See our latest analysis for Opto Circuits (India)

How Much Debt Does Opto Circuits (India) Carry?

The image below, which you can click on for greater detail, shows that Opto Circuits (India) had debt of ₹8.03b at the end of March 2019, a reduction from ₹8.58b over a year. Net debt is about the same, since the it doesn't have much cash.

NSEI:OPTOCIRCUI Historical Debt, August 23rd 2019
NSEI:OPTOCIRCUI Historical Debt, August 23rd 2019

How Strong Is Opto Circuits (India)'s Balance Sheet?

The latest balance sheet data shows that Opto Circuits (India) had liabilities of ₹8.30b due within a year, and liabilities of ₹1.39b falling due after that. On the other hand, it had cash of ₹44.1m and ₹886.1m worth of receivables due within a year. So its liabilities outweigh the sum of its cash and (near-term) receivables by ₹8.76b.

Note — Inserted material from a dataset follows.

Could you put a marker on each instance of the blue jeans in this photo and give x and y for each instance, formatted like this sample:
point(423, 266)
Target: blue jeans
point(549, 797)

This deficit casts a shadow over the ₹1.20b company, like a colossus towering over mere mortals. So we definitely think shareholders need to watch this one closely. At the end of the day, Opto Circuits (India) would probably need a major re-capitalization if its creditors were to demand repayment.

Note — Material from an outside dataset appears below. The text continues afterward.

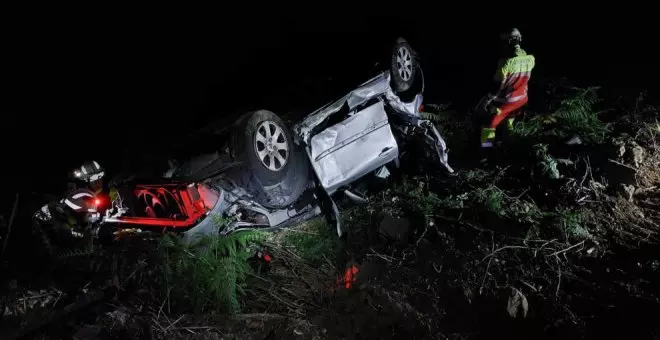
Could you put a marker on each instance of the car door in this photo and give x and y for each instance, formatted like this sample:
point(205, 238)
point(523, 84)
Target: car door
point(352, 148)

In order to size up a company's debt relative to its earnings, we calculate its net debt divided by its earnings before interest, tax, depreciation, and amortization (EBITDA) and its earnings before interest and tax (EBIT) divided by its interest expense (its interest cover). The advantage of this approach is that we take into account both the absolute quantum of debt (with net debt to EBITDA) and the actual interest expenses associated with that debt (with its interest cover ratio).

As it happens Opto Circuits (India) has a fairly concerning net debt to EBITDA ratio of 12.9 but very strong interest coverage of 23.5. This means that unless the company has access to very cheap debt, that interest expense will likely grow in the future. Notably Opto Circuits (India)'s EBIT was pretty flat over the last year. We would prefer to see some earnings growth, because that always helps diminish debt. There's no doubt that we learn most about debt from the balance sheet. But you can't view debt in total isolation; since Opto Circuits (India) will need earnings to service that debt. So when considering debt, it's definitely worth looking at the earnings trend. Click here for an interactive snapshot.

Finally, while the tax-man may adore accounting profits, lenders only accept cold hard cash. So the logical step is to look at the proportion of that EBIT that is matched by actual free cash flow. During the last three years, Opto Circuits (India) produced sturdy free cash flow equating to 71% of its EBIT, about what we'd expect. This free cash flow puts the company in a good position to pay down debt, when appropriate.

Our View

Opto Circuits (India)'s level of total liabilities and net debt to EBITDA definitely weigh on it, in our esteem. But its interest cover tells a very different story, and suggests some resilience. We should also note that Medical Equipment industry companies like Opto Circuits (India) commonly do use debt without problems. When we consider all the factors discussed, it seems to us that Opto Circuits (India) is taking some risks with its use of debt. So while that leverage does boost returns on equity, we wouldn't really want to see it increase from here. Given our hesitation about the stock, it would be good to know if Opto Circuits (India) insiders have sold any shares recently. You click here to find out if insiders have sold recently.

Of course, if you're the type of investor who prefers buying stocks without the burden of debt, then don't hesitate to discover our exclusive list of net cash growth stocks, today.

We aim to bring you long-term focused research analysis driven by fundamental data. Note that our analysis may not factor in the latest price-sensitive company announcements or qualitative material.

If you spot an error that warrants correction, please contact the editor at editorial-team@simplywallst.com. This article by Simply Wall St is general in nature. It does not constitute a recommendation to buy or sell any stock, and does not take account of your objectives, or your financial situation. Simply Wall St has no position in the stocks mentioned. Thank you for reading.